Klaassen et ses collègues rapportés plus tôt cette année dans le cancer de tourillon, après avoir regardé 676.470 Canadiens avec le cancer et 2,2 millions sans, qu'un diagnostic de cancer est associé à un risque accru de la mort du suicide même si les patients présentant le cancer ont eu des soins psychiatriques avant leur diagnostic de cancer. D'autres comprenant Klaassen ont aidé l'exposition qu'environ 70% de suicides dans les gens au-dessus de l'âge 60 sont associé à une maladie médicale, et les régimes sont encore plus élevés dans ceux avec le cancer.

En outre plus tôt cette année, Klaassen et ses collègues rapportés dans le tourillon britannique du cancer dans ce même grand groupe de patients présentant des cancers, y compris des malignités courantes aiment la prostate, le sein, le poumon et les cancers de la vessie, que ceux avec des problèmes psychiatriques avant que leur diagnostic de cancer ait eu une plus mauvaise mortalité de cancer-détail et toutes les causes de la mortalité.

Tandis que les facteurs étant à la base de l'association demeurent peu clairs, ils ont théorisé que ceux aide psychiatrique recherchante avant que le diagnostic soit davantage « en danger » et ait une survie plus faible. Ceux admis à une installation psychiatrique et plus tard diagnostiqués avec la vessie ou le cancer colorectal étaient particulièrement en danger pour la mort liée au cancer comparée à ceux sans histoire psychiatrique.

Tandis que les pourquoi de ces associations sont peu clairs, elle peut être, par exemple, les cancers comme le sein et le cancer de la prostate, qui sont associés au bien-être sexuel, peuvent être particulièrement difficiles pour les patients qui ont déjà dû rechercher l'aide psychiatrique, ils ont écrit. D'autres chercheurs ont eu les découvertes et les théories assimilées.

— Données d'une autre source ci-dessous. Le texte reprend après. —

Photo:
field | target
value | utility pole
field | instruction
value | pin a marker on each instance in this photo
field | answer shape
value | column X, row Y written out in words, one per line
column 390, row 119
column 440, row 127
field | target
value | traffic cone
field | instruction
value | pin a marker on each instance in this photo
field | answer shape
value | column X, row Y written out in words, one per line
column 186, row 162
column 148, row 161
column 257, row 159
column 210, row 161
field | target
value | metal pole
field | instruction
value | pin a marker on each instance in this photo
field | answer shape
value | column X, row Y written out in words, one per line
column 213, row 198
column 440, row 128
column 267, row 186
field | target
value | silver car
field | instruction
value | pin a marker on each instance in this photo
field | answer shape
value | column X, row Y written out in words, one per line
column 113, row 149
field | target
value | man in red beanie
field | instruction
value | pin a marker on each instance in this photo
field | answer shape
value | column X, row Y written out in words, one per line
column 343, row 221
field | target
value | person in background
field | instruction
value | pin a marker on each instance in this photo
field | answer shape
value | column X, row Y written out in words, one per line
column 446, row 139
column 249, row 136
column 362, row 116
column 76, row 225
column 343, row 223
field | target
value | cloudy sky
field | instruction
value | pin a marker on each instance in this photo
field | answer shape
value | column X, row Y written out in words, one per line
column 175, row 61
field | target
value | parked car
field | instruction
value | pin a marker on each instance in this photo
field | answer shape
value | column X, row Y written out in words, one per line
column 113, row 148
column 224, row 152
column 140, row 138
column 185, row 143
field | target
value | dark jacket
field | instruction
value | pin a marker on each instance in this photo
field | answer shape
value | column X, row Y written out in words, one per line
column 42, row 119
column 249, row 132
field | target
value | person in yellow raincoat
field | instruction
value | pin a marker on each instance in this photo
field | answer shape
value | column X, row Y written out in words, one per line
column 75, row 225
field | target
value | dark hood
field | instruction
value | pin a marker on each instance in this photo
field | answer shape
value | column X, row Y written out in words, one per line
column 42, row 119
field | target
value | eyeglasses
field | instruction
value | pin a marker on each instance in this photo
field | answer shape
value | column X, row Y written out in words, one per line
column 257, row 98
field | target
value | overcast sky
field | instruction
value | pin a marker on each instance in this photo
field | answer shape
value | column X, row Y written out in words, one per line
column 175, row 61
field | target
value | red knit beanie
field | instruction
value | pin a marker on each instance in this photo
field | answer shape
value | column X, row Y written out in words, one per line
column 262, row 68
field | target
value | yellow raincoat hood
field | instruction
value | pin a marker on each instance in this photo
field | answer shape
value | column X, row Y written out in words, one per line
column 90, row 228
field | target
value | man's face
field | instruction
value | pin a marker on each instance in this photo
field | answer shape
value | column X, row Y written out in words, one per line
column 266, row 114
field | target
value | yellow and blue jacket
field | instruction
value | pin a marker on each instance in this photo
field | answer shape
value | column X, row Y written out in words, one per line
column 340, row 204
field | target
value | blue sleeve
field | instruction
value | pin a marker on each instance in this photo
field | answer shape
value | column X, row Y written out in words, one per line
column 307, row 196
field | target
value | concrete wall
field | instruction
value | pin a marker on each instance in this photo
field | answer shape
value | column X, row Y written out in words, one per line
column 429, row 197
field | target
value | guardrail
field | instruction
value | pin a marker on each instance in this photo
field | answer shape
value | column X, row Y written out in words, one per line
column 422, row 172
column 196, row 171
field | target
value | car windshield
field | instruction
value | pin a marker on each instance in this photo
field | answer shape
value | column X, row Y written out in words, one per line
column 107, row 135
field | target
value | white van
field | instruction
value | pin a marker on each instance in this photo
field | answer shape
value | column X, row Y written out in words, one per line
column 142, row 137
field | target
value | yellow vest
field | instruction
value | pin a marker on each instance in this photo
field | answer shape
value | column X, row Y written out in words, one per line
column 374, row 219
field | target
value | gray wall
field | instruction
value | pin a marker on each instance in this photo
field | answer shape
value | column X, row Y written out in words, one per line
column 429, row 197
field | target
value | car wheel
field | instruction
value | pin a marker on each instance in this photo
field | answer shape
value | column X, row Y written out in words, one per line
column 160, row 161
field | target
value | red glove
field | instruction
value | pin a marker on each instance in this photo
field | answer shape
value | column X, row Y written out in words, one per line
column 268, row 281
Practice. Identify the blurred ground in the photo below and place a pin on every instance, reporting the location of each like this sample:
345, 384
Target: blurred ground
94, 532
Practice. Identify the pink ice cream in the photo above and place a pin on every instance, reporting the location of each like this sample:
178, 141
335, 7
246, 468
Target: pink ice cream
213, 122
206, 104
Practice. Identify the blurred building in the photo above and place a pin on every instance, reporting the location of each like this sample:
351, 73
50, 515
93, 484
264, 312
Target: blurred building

L'année dernière, dans l'urologie européenne, le Klaassen et d'autres rapportés une transaction boursière à un prix plus élevé dans l'utilisation des antidépresseurs après la chirurgie ou la radiothérapie pour le cancer de la prostate nonmetastatic mais pas dans ceux qui simplement ont été maintenus sous la surveillance rapprochée, une option quand le cancer est qualité et de croissance lente inférieurs. Leur conclusion a souligné le besoin de fournir également le soutien psychologique aux patients, elles rapportées.

La dépression principale est l'un des troubles psychiques les plus courants aux Etats-Unis, selon l'institut national de la santé mentale, avec environ 7% de tous les adultes remarquant en tant que moins épisode dépressif un principal.

La prostate est un presse-étoupe de taille d'une noix entre la vessie et le pénis qui sécrète le liquide de support pour le sperme. Le cancer de la prostate se produit dans 1 sur 9 hommes au-dessus de leur vie, est le cancer le plus courant chez les hommes aux Etats-Unis, autre que le cancer de la peau, et la deuxième principale cause de décès par cancer chez les hommes, derrière le cancer de poumon, selon l'Association du cancer américaine. Les facteurs de risque comprennent le vieillissement, l'obésité, fumage et les expositions chimiques comme l'agent orange, ainsi que l'inflammation de la prostate.